Why does "mypy" consider "int" as a subtype of "float"? A subtype shall support all methods of its supertype, but "float" has methods, which "int" does not support:
test.py:
def f(x : float) -> bool:
return x.is_integer()
print(f(123.0))
print(f(123))
The static type checker accepts passing an "int" argument for a "float" parameter:
(3.8.1) myhost% mypy test.py
Success: no issues found in 1 source file
But this does not guarantee, that there are no errors at runtime:
(3.8.1) myhost% python test.py
True
Traceback (most recent call last):
File "test.py", line 5, in <module>
print(f(123))
File "test.py", line 2, in f
return x.is_integer()
AttributeError: 'int' object has no attribute 'is_integer'
because "float" has additional methods, which "int" does not have.
'Why does "mypy" consider "int" as a subtype of "float"?'
Because practicality has so far been considered to beat purity here.

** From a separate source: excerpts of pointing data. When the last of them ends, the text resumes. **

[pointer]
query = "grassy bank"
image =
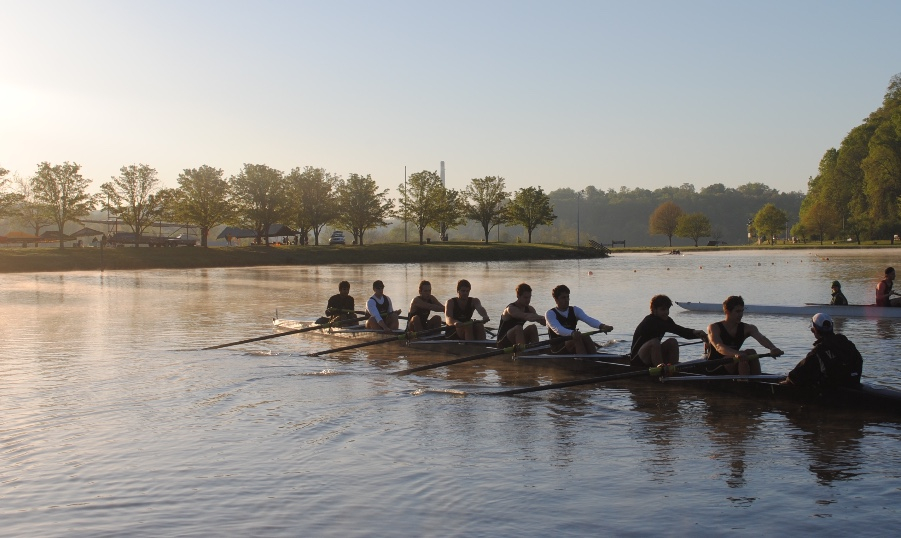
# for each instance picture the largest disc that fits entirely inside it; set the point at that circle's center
(15, 260)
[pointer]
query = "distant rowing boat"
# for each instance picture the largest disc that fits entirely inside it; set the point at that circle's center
(809, 309)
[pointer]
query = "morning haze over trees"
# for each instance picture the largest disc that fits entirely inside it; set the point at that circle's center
(856, 193)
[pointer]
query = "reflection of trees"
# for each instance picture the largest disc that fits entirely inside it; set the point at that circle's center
(832, 443)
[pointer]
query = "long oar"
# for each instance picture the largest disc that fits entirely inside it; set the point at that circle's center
(485, 355)
(656, 371)
(401, 337)
(286, 333)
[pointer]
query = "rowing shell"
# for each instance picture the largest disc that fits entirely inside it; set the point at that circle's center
(809, 309)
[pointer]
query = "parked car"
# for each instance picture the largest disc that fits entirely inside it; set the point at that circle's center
(337, 238)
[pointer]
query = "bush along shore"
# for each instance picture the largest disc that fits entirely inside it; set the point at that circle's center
(22, 260)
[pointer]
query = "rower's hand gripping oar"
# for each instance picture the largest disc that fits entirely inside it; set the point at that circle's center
(286, 333)
(485, 355)
(656, 371)
(409, 335)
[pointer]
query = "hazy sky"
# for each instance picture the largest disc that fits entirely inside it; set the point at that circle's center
(552, 94)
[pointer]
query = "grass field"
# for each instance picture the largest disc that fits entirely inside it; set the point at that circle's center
(19, 260)
(15, 260)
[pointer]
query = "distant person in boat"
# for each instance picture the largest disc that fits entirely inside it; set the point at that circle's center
(383, 315)
(511, 330)
(884, 290)
(562, 321)
(833, 362)
(421, 306)
(726, 337)
(340, 306)
(648, 346)
(838, 298)
(460, 309)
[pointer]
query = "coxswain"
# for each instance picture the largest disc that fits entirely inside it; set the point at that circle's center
(512, 330)
(458, 312)
(383, 315)
(561, 322)
(833, 362)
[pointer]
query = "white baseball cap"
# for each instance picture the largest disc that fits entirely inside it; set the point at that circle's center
(822, 322)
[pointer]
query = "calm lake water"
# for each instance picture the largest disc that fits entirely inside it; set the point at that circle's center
(111, 422)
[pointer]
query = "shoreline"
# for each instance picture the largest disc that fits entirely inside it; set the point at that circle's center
(34, 260)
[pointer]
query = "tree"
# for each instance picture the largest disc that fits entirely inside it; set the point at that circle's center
(530, 208)
(260, 198)
(693, 226)
(132, 196)
(664, 220)
(770, 221)
(451, 210)
(63, 193)
(203, 199)
(821, 219)
(486, 202)
(362, 206)
(313, 198)
(419, 200)
(29, 212)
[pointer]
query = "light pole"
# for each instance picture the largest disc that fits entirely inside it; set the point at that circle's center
(578, 219)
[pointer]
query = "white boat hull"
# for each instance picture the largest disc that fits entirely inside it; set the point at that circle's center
(847, 311)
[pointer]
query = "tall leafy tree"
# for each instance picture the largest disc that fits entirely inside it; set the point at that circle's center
(314, 190)
(203, 199)
(29, 212)
(260, 198)
(485, 198)
(530, 208)
(693, 226)
(665, 219)
(62, 190)
(821, 219)
(419, 200)
(770, 221)
(362, 206)
(133, 197)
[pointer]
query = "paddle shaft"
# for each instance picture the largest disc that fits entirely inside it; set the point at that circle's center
(485, 355)
(400, 337)
(653, 372)
(286, 333)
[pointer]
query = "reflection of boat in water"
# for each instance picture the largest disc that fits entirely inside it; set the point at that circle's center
(809, 309)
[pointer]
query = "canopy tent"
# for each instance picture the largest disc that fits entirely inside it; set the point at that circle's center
(275, 230)
(87, 232)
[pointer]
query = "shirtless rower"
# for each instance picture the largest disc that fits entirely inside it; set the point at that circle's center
(383, 315)
(562, 320)
(511, 330)
(460, 309)
(421, 306)
(726, 338)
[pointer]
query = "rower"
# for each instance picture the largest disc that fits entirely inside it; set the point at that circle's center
(458, 312)
(726, 337)
(838, 298)
(340, 306)
(562, 321)
(833, 362)
(648, 346)
(379, 306)
(511, 330)
(420, 308)
(884, 290)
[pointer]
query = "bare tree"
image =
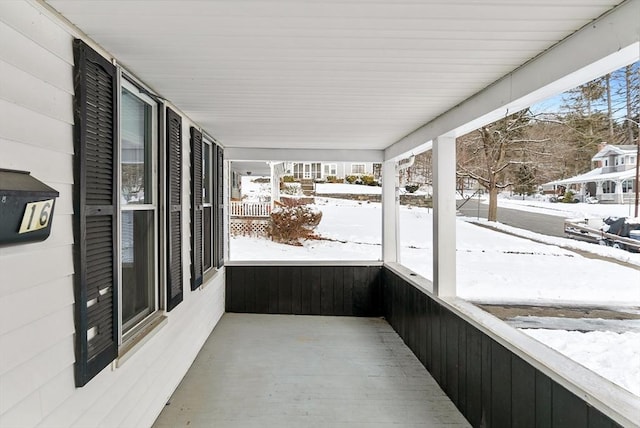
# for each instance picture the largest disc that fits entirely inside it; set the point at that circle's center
(487, 154)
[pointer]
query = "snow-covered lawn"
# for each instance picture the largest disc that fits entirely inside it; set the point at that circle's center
(345, 188)
(540, 204)
(491, 267)
(614, 356)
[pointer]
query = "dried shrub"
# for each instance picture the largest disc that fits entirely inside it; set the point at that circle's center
(291, 225)
(411, 188)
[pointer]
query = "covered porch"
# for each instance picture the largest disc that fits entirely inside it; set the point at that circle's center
(266, 370)
(278, 81)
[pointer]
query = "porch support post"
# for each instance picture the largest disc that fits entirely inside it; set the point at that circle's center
(444, 215)
(619, 195)
(390, 217)
(275, 185)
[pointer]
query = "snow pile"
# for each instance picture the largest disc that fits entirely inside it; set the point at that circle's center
(344, 188)
(614, 356)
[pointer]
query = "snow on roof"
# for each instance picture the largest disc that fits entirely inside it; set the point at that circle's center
(594, 175)
(618, 150)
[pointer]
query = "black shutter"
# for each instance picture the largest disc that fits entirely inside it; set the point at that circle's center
(219, 203)
(174, 197)
(196, 208)
(95, 212)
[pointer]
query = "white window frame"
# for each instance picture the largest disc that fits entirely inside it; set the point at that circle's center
(129, 333)
(359, 166)
(210, 205)
(329, 169)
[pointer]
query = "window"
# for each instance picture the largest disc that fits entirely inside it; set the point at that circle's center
(207, 202)
(124, 221)
(206, 207)
(117, 238)
(608, 187)
(330, 169)
(138, 206)
(357, 168)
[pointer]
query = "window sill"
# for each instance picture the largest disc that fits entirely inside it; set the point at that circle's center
(137, 338)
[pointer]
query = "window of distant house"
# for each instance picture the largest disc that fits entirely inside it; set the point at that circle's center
(608, 187)
(357, 168)
(138, 206)
(330, 169)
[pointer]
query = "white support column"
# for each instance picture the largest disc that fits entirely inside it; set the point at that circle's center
(275, 185)
(444, 216)
(390, 226)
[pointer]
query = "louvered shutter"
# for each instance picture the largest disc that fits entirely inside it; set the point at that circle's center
(219, 201)
(95, 212)
(174, 197)
(196, 208)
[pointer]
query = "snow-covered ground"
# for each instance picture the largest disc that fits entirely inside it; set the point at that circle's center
(540, 204)
(491, 267)
(614, 356)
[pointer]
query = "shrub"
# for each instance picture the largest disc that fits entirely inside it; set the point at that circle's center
(368, 180)
(289, 225)
(291, 189)
(569, 197)
(411, 188)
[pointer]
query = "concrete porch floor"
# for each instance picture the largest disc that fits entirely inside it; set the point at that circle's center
(307, 371)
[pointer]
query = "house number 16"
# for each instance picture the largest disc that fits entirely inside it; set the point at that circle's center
(36, 216)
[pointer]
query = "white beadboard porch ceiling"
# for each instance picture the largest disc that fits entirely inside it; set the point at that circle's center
(323, 74)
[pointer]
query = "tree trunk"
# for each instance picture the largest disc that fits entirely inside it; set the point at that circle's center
(493, 204)
(609, 112)
(627, 78)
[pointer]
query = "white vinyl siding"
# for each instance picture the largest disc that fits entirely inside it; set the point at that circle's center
(36, 290)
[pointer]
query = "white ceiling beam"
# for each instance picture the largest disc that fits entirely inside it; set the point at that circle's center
(601, 47)
(312, 155)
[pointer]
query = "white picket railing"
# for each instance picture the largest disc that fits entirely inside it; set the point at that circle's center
(250, 209)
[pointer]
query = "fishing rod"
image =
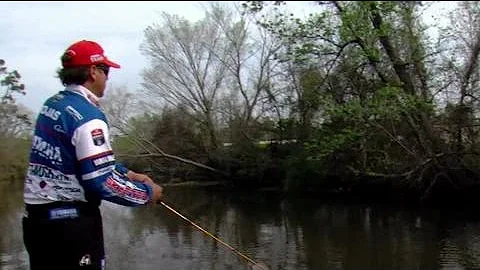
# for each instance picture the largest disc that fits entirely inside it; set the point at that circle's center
(254, 264)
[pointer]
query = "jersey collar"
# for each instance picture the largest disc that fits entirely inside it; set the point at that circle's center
(87, 94)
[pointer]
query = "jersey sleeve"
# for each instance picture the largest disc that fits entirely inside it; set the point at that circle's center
(100, 173)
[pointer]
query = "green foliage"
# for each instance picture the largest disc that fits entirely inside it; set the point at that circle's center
(10, 80)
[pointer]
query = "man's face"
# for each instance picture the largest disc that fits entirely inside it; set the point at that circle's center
(100, 76)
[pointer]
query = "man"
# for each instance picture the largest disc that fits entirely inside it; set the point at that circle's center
(72, 168)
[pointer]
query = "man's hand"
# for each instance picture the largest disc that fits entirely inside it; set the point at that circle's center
(157, 194)
(140, 177)
(156, 189)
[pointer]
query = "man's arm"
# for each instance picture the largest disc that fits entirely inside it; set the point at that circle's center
(102, 175)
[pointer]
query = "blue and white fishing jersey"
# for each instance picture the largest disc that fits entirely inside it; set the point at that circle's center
(71, 157)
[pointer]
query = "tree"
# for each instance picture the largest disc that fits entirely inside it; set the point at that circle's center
(15, 120)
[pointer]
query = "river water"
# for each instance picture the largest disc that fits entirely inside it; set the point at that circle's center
(295, 233)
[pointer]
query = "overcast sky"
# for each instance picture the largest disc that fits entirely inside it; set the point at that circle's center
(35, 34)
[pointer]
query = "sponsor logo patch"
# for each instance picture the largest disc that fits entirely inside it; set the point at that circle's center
(98, 137)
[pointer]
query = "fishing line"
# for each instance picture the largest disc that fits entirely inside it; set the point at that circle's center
(253, 264)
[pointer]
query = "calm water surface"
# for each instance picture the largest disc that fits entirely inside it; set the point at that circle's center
(293, 233)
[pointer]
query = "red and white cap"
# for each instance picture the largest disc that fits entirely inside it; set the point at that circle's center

This is not to say that one could not propose that typing define a Scalar type that would include ints and floats but only be valid for arithmetic operations.
Note that int / int was changed in 3.0 so that float(int / int) == float(int) / float(int), to make int and float arithmetic consistent for equal int and float values.
Note also that a type-check passing does not mean no runtime errors: division by zero and overflow are still possible, as well as many others.